Belangrijk keerpunt voor ons bedrijf wordt de teelt van aardappelen volgend jaar. We gaan 10 hectare telen voor kleinverpakkers, hiervoor telen we het ras Gala van handelshuis Danespo. De afnemer zit 10 kilometer verderop, we brengen de aardappelen er zelf heen.
Maar dat is nog niet alles. We zijn namelijk in onderhandeling met een Nederlands handelshuis om pootgoed te gaan telen voor een Nederlandse teler. We beginnen klein; zo’n 5 hectare. Als alle partijen tevreden zijn ligt uitbreiding van deze teelt voor de hand. We zitten in de laatste onderhandelingen, het is dus spannend.

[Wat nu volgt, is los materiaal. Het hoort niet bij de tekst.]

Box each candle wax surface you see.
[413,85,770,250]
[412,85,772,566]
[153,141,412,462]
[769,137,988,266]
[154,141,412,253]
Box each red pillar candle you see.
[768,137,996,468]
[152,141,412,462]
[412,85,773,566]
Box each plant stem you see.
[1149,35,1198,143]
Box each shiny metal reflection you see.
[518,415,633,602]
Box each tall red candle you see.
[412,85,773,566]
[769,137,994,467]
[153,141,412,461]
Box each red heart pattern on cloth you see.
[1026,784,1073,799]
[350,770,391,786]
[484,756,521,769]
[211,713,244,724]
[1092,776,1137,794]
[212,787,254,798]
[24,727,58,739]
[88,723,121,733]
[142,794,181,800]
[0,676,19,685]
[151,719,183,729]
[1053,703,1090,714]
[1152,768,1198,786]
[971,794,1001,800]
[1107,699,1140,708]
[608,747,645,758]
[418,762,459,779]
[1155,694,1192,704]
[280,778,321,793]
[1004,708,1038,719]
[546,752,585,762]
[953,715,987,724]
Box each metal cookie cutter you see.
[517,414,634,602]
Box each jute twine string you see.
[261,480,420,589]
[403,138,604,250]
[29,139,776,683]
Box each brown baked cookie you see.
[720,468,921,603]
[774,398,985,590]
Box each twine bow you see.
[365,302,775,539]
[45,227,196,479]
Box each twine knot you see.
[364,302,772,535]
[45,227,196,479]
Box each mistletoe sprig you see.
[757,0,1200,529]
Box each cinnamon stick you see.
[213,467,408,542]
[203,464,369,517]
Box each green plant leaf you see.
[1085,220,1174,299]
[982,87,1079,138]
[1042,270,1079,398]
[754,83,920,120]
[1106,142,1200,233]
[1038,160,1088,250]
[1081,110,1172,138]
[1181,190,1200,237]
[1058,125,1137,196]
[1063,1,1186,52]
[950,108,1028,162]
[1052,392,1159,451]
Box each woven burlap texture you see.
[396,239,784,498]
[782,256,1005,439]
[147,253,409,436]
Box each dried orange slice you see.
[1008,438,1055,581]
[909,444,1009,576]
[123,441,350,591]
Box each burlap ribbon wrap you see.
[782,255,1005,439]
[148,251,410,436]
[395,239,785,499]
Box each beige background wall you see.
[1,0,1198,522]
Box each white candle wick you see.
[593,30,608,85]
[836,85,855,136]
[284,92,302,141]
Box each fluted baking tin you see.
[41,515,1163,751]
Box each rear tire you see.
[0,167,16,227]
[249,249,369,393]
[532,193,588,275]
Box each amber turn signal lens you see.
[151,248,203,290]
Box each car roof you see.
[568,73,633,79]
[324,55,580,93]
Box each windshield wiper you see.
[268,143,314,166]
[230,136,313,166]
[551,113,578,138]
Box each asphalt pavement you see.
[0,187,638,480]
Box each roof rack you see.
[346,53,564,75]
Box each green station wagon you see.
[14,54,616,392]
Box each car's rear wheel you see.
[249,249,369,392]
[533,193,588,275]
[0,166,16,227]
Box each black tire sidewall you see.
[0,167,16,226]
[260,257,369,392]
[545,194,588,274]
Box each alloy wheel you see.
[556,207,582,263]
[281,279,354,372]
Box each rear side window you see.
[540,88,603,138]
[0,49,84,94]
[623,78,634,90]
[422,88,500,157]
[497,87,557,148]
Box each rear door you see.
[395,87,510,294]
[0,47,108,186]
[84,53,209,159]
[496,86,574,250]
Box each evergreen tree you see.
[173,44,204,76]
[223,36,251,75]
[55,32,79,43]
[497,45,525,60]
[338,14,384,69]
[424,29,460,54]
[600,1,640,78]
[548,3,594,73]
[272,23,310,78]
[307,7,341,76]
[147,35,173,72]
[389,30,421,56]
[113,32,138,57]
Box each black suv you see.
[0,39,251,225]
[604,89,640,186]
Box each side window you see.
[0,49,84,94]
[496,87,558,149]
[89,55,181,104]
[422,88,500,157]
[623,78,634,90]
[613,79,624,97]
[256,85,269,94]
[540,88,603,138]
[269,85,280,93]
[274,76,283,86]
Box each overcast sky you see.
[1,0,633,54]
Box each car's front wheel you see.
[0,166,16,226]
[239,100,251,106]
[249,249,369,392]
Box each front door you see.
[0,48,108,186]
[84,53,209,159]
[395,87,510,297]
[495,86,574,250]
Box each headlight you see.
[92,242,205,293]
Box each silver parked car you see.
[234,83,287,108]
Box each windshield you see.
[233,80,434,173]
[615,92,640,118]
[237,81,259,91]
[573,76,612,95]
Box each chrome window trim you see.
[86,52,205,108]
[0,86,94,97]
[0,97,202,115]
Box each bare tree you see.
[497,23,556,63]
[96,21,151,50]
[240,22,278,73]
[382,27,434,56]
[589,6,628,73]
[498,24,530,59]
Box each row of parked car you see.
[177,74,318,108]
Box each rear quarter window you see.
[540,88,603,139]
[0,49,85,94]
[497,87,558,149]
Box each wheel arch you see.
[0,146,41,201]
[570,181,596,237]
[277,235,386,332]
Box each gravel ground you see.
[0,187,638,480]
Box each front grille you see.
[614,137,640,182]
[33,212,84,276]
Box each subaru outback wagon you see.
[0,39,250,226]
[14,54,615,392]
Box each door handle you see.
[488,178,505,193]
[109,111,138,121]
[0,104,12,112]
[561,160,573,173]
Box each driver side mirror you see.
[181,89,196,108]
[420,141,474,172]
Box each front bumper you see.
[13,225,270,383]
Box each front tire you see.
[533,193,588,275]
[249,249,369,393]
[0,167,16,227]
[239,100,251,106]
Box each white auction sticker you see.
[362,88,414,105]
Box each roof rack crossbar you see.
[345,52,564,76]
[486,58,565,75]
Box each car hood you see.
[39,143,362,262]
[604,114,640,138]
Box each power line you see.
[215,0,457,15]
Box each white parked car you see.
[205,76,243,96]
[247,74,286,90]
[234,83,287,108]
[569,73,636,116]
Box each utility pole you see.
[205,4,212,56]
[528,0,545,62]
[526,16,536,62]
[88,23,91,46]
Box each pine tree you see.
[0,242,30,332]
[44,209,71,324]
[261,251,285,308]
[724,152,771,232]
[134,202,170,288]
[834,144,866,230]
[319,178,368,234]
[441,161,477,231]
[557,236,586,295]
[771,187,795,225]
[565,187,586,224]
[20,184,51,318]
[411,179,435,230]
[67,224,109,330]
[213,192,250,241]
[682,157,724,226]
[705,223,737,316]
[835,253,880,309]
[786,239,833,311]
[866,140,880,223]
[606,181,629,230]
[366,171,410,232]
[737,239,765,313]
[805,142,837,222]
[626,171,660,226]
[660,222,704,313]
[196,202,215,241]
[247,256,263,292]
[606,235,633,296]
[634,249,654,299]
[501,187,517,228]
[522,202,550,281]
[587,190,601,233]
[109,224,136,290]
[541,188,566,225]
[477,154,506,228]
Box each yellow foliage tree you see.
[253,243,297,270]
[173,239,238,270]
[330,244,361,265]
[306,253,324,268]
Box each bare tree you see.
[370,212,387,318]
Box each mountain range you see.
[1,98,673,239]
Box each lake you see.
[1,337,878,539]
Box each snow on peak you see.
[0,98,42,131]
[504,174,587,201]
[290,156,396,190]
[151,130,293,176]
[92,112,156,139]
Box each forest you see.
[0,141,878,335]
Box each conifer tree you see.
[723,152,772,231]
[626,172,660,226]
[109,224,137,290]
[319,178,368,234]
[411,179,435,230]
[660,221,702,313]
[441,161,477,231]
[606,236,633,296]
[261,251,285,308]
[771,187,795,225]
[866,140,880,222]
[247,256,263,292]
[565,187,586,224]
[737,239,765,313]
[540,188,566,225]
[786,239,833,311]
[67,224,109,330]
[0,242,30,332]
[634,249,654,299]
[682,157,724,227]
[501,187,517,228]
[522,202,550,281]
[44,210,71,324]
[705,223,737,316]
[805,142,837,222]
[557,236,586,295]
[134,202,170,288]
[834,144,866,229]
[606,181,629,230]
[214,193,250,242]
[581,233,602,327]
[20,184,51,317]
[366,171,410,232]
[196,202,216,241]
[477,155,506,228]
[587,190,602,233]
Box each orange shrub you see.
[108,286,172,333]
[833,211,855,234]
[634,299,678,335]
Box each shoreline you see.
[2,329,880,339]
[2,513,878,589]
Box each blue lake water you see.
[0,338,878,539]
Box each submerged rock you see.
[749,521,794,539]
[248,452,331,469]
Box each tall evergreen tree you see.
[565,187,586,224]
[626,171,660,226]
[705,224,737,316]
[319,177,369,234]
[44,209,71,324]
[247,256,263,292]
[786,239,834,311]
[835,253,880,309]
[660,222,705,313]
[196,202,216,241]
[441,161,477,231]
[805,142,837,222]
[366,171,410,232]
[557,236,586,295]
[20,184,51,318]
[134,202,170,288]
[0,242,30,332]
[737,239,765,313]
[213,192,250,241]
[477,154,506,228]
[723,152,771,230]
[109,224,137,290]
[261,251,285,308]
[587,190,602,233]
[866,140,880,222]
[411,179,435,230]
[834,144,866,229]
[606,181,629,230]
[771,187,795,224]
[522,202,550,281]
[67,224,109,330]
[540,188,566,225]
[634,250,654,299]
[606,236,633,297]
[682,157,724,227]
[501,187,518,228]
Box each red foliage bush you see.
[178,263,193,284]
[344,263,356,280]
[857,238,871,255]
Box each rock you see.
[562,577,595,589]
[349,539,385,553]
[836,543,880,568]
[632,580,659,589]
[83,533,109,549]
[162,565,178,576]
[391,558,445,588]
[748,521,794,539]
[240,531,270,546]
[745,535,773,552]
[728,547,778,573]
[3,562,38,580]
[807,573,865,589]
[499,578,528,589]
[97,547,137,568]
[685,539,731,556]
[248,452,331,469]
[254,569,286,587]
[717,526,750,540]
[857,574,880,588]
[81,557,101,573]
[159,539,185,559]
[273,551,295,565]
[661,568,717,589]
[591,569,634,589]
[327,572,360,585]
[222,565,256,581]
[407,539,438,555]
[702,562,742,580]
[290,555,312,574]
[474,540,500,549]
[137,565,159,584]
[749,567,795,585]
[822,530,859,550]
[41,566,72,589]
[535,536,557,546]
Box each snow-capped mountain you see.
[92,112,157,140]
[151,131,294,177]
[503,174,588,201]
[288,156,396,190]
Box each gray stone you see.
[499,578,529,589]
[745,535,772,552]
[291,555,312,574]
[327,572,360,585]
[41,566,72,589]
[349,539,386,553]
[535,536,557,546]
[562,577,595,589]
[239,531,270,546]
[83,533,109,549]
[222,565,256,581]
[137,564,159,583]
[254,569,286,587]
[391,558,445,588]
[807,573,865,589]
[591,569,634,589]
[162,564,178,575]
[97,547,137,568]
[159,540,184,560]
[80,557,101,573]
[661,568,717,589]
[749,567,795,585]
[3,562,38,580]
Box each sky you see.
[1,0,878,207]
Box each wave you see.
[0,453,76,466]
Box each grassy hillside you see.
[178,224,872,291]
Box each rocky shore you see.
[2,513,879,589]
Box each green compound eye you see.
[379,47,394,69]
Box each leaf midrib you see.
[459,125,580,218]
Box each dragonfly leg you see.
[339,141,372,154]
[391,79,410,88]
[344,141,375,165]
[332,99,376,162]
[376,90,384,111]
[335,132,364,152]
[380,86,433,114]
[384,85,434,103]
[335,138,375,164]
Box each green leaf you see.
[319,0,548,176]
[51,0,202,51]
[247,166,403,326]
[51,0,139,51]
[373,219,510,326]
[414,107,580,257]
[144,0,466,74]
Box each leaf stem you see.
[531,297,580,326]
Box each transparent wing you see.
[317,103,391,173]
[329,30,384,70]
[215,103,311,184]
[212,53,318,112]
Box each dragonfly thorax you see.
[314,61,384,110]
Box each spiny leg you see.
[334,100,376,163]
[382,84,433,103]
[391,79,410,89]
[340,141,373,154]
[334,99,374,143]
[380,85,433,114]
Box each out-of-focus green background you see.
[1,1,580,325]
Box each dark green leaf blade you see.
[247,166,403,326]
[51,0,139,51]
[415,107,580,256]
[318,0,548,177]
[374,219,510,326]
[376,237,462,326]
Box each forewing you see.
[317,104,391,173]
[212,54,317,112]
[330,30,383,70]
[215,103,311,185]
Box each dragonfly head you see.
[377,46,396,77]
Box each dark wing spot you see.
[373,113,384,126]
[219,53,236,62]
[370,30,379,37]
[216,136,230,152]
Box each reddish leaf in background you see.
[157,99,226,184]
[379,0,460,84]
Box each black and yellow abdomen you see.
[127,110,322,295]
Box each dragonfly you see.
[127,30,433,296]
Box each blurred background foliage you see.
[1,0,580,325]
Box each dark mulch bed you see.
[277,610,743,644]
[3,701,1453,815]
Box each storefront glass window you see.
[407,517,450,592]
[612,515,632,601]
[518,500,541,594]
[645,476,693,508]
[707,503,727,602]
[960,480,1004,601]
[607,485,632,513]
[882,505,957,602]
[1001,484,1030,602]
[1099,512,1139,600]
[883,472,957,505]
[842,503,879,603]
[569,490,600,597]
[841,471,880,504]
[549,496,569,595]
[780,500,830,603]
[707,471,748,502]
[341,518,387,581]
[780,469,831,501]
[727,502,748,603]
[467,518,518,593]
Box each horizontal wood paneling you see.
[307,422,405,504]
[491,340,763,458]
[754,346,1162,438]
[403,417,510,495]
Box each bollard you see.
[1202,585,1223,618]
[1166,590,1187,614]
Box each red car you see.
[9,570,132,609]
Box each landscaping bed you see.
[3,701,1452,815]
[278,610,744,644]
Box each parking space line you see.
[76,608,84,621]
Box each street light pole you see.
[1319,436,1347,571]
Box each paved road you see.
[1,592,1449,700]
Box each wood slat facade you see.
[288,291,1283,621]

Denemarken heeft voor de pootgoedteelt veel voordelen ten opzichte van Nederland. Hier is geen aardappelmoeheid of bruinrot, zoals in veel Nederlandse pootgoedgebieden. Ook is de luizendruk hier veel lager. Bovendien zitten we hier in een zeer ruime rotatie: 1 op 7. Er is eigenlijk maar één nadeel: de grond is hier bruinachtig, waardoor de aardappelen wat bruinig uit de grond komen. Het zijn geen mooie blanke zeekleipoters. Maar wat is belangrijker voor een afnemer?
Ik verbaas me er over dat hier nog zo weinig pootgoed wordt geteeld voor Nederlandse handelshuizen en telers. Omdat het areaal in Nederland eigenlijk vol is, zijn veel handelshuizen uitgeweken naar Frankrijk. Maar dat is best gek, als je bedenkt dat de ziektedruk daar veel hoger is. In de rest van de wereld op het noordelijk halfrond worden de poters een paar honderd km noordelijker geteeld. Dit is natuurlijk niet zonder reden.
Je hebt hier wel meer papierwerk rond de teelt van pootgoed. Er is hier een apart registratiesysteem voor pootaardappeltelers. De overheid doet de controle, maar betaalt dit ook. Die kosten heb je dus niet. Bovendien is het transport naar Nederland goedkoop: er gaan nu nog veel vrachtwagens leeg terug naar Nederland. Daar kunnen we gebruik van maken.
Deze week hebben we de laatste gesprekken met het handelshuis en de teler. Ja, ik zie het helemaal zitten.